La principal condición para los establecimientos participantes es presentar una creación nueva, que no se encuentre habitualmente en la barra.
“Prácticamente se crea expresamente para esta propia semana”, explica Unzu, lo que obliga a los chefs a innovar cada año. El resultado son propuestas que cuidan el producto local, la técnica y la estética, convirtiendo cada pincho en una experiencia completa.
Este año, la organización ha reforzado su compromiso con la accesibilidad. Se ha editado un libro conmemorativo de los 25 años de historia del evento, del cual se han realizado dos ejemplares en braille en colaboración con la ONCE, una iniciativa que, según Unzu, busca “formar parte, con toda normalidad, de cualquier actividad que organicemos”.

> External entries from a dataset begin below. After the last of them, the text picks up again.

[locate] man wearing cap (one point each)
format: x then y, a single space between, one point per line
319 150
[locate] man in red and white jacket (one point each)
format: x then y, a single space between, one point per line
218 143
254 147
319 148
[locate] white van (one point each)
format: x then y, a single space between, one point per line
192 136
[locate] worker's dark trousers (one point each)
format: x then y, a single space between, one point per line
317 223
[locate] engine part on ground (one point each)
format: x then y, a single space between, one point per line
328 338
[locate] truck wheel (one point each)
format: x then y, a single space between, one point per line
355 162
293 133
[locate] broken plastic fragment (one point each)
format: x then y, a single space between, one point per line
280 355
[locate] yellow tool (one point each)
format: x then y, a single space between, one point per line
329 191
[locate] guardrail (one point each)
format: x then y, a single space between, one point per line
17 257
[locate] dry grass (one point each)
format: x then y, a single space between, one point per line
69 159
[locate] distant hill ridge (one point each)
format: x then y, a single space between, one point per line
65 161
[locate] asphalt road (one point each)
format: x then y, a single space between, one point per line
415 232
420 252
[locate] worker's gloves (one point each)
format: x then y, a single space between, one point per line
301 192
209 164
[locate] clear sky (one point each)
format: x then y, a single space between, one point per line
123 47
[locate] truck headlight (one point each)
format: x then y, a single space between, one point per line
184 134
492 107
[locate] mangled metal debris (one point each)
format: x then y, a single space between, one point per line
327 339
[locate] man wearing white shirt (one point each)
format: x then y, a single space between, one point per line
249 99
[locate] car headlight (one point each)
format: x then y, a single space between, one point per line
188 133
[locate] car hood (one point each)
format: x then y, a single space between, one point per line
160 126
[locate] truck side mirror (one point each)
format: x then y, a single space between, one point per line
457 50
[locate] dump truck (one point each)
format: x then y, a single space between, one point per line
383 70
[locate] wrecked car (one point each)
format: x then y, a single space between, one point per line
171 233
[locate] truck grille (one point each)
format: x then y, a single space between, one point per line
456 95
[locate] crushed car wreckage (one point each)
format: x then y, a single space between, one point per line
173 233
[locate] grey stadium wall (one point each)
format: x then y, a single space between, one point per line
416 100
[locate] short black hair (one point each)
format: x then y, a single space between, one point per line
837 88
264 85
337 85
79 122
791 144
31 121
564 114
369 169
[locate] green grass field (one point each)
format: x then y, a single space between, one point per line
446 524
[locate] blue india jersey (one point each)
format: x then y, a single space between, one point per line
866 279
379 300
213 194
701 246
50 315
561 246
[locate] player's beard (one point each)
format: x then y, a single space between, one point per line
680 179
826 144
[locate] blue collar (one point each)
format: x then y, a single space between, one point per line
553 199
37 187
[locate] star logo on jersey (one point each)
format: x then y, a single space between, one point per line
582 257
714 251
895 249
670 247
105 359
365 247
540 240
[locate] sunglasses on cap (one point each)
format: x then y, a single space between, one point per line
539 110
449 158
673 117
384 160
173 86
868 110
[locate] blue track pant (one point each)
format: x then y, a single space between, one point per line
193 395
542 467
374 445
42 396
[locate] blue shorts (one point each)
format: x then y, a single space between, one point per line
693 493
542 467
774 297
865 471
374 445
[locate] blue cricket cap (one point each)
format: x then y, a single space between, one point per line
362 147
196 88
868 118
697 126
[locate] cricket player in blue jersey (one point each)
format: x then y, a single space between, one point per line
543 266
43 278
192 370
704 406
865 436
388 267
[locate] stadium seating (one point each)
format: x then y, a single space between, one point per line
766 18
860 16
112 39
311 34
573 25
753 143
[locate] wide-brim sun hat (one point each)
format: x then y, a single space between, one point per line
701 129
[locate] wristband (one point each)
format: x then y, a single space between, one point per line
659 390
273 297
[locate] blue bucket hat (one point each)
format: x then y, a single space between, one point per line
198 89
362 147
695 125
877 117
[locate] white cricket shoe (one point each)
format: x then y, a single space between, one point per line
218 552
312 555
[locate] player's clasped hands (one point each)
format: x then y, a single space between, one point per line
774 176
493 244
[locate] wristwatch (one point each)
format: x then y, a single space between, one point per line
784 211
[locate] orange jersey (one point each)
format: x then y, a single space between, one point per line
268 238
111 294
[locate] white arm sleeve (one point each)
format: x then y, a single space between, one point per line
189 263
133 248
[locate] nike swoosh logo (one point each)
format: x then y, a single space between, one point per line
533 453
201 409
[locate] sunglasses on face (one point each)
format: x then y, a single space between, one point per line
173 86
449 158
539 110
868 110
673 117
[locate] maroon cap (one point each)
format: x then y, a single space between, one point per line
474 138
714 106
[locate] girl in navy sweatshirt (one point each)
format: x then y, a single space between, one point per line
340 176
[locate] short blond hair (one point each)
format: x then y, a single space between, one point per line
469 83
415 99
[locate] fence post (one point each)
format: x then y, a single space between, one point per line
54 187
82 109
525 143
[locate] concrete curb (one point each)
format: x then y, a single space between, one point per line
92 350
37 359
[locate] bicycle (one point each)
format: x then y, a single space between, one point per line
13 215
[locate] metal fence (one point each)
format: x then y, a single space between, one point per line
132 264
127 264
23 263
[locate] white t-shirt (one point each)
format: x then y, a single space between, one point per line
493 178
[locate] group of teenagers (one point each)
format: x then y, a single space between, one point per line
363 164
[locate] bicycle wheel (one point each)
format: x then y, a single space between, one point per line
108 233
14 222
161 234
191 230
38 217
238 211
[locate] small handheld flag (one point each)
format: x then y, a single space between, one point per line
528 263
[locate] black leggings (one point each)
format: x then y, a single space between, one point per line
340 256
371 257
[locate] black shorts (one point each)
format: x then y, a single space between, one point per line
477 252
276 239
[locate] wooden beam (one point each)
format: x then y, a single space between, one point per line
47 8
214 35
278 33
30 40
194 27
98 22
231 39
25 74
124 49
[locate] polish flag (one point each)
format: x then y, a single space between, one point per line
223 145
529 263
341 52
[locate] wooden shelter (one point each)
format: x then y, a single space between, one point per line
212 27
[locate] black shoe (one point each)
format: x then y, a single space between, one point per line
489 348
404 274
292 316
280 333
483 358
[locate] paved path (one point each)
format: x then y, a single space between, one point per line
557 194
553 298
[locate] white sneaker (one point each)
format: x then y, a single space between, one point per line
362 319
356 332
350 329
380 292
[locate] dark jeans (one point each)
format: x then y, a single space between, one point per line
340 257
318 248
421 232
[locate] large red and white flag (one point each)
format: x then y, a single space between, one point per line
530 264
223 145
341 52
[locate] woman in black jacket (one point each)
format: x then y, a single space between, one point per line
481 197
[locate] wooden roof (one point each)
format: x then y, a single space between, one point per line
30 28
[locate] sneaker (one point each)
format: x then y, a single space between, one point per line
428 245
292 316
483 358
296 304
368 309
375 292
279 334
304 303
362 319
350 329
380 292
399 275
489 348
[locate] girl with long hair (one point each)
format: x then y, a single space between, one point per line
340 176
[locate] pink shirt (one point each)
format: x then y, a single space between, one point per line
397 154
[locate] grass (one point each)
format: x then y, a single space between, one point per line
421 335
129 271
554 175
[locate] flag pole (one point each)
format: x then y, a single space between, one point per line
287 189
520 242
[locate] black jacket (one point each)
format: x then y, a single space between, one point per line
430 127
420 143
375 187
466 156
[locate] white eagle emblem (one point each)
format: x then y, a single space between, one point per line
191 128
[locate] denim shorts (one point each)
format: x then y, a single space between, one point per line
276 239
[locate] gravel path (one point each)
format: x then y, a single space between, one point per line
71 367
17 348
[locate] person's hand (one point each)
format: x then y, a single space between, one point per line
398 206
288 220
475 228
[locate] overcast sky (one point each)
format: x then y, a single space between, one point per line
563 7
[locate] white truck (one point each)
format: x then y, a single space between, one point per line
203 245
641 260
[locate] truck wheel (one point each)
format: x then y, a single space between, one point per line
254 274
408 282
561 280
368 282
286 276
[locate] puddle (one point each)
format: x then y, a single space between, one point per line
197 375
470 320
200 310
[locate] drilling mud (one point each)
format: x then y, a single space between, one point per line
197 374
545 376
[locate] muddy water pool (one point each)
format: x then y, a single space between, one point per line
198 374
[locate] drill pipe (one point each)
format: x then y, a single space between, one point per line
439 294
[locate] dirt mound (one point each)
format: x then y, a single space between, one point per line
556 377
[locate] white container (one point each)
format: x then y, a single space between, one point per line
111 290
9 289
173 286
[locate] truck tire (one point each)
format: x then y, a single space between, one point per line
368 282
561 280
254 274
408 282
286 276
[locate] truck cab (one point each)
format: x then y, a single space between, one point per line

Si el puente de San José se presenta tibio, las previsiones para la Semana Santa son radicalmente opuestas. El sector espera una ocupación hotelera masiva, especialmente en la primera semana, que coincide con las vacaciones escolares en la mayoría de comunidades.
Nacho Calvo avanza que Pamplona tiene ya una ocupación prevista superior al 80% y no descarta alcanzar el lleno total. “Podemos llegar a un 100% con cierta facilidad si nos respeta el tiempo”, asegura.
Juan Carlos Oroz sitúa la Semana Santa como una de las épocas de más trabajo del año, compitiendo con el puente de la Constitución y solo por detrás de los Sanfermines. Además, destaca que agosto se ha consolidado como un mes muy importante para la hostelería navarra gracias al turismo que llega de forma escalonada durante todo el mes, superando en ocasiones a diciembre.
Más allá de las fechas clave, el sector turístico navarro trabaja en diversificar su oferta para atraer a un viajero que busca experiencias únicas. Nacho Calvo señala la importancia de ir más allá de los destinos icónicos como las Bardenas Reales o la Selva de Irati.
“Tenemos que diferenciarnos y darle vida a esas empresas para que el turismo que se haga por Navarra no sea el habitual”, afirma, destacando iniciativas como el catálogo de experiencias y actividades que incluye visitas a bodegas o catas de vino en Olite.
Otro de los grandes desafíos pendientes es la conectividad. Calvo califica de “tarea inmensa” la mejora de las conexiones aéreas y ferroviarias. Critica que, a diferencia de otras regiones, Navarra no cuenta con un aeropuerto competitivo ni con tren de alta velocidad, lo que dificulta la llegada de un cliente de empresa o de congresos que, a día de hoy, sigue viendo “complicado llegar a Pamplona”.